Niewolnica była profesjonalistką i nie trzeba było jej niczego specjalnie tłumaczyć, szybko dostosowała swoje ciało do ciała K’ylora. Nie wnikała też w tematy na jakie klient chciał rozmawiać:
- Nie mam problemów, żyję by służyć. - odpowiedziała cicho ale bez cienia smutku czy niedoli.
- Tak, to jedyny cel twojego istnienia. Oczywiście nie masz też żadnych marzeń, ani własnych potrzeb. Nigdy nie wyobraziłaś sobie jak wyglądałoby twoje życie gdybyś była prawdziwą drowką. - wydyszał w jej ucho, czerpiąc z tego odrobinę przyjemności. Tylko odrobinę. - Mój problem jest taki. Ktoś napadł moją siostrę. Ten ktoś był tutaj. Chcę znać imiona.

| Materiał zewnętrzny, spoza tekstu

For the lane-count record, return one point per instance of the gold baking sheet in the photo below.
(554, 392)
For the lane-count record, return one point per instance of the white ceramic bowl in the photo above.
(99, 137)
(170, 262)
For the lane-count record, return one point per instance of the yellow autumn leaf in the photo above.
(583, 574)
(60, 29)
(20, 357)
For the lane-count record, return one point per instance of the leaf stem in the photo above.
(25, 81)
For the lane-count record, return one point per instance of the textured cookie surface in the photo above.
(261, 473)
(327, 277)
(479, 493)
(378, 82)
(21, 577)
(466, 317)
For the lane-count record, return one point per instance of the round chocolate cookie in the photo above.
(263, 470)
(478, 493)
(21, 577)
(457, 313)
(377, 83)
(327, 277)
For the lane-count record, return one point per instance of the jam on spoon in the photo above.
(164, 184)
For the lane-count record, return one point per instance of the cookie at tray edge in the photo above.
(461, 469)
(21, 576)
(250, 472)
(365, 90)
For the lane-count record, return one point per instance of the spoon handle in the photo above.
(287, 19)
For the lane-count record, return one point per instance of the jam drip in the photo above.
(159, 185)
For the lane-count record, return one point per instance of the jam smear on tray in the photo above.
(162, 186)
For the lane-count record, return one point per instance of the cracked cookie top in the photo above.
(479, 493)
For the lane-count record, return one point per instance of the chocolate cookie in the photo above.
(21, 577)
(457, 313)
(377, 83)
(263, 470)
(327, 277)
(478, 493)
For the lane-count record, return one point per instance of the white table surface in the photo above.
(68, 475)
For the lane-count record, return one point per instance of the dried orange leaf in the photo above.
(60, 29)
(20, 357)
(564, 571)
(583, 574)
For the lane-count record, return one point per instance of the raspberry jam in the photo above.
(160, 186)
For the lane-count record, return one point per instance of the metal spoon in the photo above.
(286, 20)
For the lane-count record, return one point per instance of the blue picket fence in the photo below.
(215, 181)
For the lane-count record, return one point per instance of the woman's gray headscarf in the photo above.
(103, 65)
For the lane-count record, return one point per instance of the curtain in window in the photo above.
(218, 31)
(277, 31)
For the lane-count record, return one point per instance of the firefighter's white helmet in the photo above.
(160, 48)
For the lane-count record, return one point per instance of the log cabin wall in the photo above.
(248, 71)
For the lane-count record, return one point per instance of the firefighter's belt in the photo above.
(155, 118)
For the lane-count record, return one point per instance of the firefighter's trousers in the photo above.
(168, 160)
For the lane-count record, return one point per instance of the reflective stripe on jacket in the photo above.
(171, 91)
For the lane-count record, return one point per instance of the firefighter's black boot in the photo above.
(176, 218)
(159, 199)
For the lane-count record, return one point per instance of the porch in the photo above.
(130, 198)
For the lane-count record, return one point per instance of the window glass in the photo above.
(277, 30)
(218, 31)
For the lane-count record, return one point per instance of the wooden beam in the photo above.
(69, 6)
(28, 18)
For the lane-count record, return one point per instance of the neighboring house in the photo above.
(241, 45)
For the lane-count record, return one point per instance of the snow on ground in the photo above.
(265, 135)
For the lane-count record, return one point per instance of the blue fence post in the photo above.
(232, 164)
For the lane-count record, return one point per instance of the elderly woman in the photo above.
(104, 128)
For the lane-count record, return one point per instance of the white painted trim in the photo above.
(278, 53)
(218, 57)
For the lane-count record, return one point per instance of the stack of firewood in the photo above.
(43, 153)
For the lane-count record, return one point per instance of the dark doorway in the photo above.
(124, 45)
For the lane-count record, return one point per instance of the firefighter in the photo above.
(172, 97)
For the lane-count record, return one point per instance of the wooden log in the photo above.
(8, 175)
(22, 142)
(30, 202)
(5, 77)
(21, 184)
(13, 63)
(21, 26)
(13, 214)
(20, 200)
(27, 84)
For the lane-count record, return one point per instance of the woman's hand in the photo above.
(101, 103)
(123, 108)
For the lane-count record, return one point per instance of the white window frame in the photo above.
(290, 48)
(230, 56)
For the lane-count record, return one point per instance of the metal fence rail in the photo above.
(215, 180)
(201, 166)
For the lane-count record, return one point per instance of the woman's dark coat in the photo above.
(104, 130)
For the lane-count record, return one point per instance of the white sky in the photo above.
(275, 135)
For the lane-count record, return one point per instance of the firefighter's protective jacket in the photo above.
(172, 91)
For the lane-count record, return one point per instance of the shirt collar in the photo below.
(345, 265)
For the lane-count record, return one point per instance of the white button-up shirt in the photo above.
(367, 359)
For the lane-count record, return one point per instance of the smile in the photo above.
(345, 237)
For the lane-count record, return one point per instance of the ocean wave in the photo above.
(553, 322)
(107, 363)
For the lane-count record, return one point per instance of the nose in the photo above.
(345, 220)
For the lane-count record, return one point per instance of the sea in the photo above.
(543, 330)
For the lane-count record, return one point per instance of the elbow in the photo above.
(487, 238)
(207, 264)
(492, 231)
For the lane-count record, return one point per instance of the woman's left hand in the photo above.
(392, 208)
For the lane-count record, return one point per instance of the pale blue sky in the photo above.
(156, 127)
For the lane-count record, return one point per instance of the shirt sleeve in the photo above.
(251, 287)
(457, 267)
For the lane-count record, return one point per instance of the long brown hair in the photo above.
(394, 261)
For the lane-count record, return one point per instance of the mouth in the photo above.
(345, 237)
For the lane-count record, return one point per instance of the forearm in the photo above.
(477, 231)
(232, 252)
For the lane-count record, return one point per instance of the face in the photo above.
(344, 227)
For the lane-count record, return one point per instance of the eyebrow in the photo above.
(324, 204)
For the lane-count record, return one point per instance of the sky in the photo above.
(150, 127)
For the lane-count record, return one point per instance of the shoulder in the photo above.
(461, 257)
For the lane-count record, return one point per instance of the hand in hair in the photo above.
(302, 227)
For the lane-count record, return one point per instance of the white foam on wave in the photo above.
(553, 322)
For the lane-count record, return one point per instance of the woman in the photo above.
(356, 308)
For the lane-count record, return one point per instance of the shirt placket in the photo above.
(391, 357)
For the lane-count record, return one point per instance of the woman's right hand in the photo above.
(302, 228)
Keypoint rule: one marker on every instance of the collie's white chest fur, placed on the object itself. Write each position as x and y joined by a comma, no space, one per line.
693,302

Kiedy K’ylor wspomniał o ataku na Dohilis w oczach niewolnicy na moment wybuchł strach. Dziewczyna aż się szarpnęła, przez chwilę wydawało się iż będzie starała się wyrwać. Przez chwilę. Półdrowka jęknęła w uniesieniu pieszcząc dłońmi mężczyznę.
- Zawsze sobie to wyobrażam, mężczyzno, Nawet teraz, Marzę tym by mieć dobrą panią lub pana tak jak obecnie i nie cierpieć. Mogę tylko powiedzieć, że twój gadatliwy przyjaciel miał trafne spostrzeżenia. - wyszeptała.

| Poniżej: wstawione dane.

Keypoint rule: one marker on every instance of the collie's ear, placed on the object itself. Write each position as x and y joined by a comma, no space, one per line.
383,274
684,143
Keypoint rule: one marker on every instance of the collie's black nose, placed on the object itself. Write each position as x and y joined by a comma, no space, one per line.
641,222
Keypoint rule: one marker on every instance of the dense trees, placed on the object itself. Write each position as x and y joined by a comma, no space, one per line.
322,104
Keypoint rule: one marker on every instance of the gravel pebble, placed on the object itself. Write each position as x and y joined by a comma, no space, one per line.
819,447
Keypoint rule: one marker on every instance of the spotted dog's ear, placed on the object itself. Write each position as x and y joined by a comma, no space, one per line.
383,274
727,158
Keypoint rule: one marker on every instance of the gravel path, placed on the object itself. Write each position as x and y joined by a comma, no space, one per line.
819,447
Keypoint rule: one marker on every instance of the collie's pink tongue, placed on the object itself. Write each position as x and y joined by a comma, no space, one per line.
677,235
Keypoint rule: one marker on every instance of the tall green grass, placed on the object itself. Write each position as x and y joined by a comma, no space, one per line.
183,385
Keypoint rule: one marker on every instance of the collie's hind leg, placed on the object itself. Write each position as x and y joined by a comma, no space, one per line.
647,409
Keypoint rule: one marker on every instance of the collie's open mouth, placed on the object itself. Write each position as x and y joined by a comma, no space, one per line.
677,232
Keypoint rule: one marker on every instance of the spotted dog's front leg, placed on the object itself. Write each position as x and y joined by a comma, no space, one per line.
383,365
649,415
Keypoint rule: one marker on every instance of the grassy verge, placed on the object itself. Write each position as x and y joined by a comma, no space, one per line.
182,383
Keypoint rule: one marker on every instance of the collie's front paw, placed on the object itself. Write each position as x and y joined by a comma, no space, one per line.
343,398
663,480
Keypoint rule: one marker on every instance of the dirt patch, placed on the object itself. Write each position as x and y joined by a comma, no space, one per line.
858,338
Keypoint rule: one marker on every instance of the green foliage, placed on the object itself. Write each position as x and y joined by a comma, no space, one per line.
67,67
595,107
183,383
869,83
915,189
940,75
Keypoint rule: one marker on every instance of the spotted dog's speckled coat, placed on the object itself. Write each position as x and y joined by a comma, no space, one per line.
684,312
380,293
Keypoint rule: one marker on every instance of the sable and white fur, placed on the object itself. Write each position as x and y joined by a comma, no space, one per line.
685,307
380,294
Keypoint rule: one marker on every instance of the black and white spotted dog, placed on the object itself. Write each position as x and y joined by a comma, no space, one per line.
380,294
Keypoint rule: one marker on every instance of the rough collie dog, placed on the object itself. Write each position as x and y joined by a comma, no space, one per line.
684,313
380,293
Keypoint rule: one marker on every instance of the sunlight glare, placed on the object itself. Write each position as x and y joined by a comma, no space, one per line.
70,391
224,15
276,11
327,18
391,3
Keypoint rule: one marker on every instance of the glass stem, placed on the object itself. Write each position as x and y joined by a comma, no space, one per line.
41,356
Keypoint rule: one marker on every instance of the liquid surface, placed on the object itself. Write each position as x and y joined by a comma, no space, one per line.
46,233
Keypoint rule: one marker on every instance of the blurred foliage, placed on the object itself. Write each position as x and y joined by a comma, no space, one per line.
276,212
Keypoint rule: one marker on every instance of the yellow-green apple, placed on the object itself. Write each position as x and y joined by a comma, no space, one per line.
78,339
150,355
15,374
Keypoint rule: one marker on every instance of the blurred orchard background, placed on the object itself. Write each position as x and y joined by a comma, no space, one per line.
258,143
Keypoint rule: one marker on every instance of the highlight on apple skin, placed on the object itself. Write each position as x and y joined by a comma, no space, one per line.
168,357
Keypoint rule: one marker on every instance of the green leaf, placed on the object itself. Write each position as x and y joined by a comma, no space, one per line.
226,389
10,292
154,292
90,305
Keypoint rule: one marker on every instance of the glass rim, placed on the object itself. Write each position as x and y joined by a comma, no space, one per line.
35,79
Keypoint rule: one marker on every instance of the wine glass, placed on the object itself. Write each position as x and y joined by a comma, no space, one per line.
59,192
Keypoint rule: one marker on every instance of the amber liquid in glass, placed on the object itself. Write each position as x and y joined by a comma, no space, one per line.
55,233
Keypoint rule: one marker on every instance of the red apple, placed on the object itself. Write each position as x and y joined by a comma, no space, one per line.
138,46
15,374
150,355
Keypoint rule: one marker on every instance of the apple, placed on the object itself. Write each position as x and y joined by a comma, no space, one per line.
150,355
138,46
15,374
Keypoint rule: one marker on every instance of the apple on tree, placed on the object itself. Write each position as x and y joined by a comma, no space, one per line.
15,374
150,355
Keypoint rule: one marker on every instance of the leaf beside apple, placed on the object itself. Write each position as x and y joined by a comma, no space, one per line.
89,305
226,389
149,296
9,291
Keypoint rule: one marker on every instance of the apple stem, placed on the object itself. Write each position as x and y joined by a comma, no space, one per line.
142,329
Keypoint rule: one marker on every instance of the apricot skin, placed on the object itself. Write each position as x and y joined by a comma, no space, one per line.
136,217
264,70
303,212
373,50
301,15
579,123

- Czy jesteś wstanie dodać coś więcej? - spytał obejmując kobietę w talii i przyciągając bliżej. Obrócił ją i oparł o brzeg sadzawki czekając na odpowiedź.
- Jestem tylko niewolnicą, która nie chce bólu i śmierci. Nic więcej nie wiem, uwierz mi panie, proszę. - skończyła z trwogą.
- Wierzę ci. - wyszeptał i odepchnął ją niezbyt delikatnie. - Mam wszystko czego potrzebuję i choć chętnie bym jeszcze tutaj zabawił to czas goni. - dodał z udawanym żalem. To była tylko niewolnica, na dodatek nie drowka. Była słaba, a przez to nie zasługiwała na jego uwagę. Przez moment zastanawiał się jak by smakowała. Pewnie byłaby mdła. - Liczę na to że nasza rozmowa zostanie między nami.
Niewolnica pokiwała milcząco głową. Bez żalu, strachu, wstydu. Po prostu, z uśmiechem oddania, mężczyzna natomiast spokojnie opuścił łaźnie, po drodze regulując należność za te kilka spędzonych tam chwil. Zastanowił się nad najlepszym sposobem na wykonanie swojego zadania. Mógł zaatakować Shobalarów bezpośrednio, ale byłoby to samobójstwo. Mądry myśliwy wie że od stada należy oddzielać pojedyncze sztuki. Pytanie jak wielu miał zabić? I jak zrobić to w ten sposób by nikt go z zabójstwami nie skojarzył?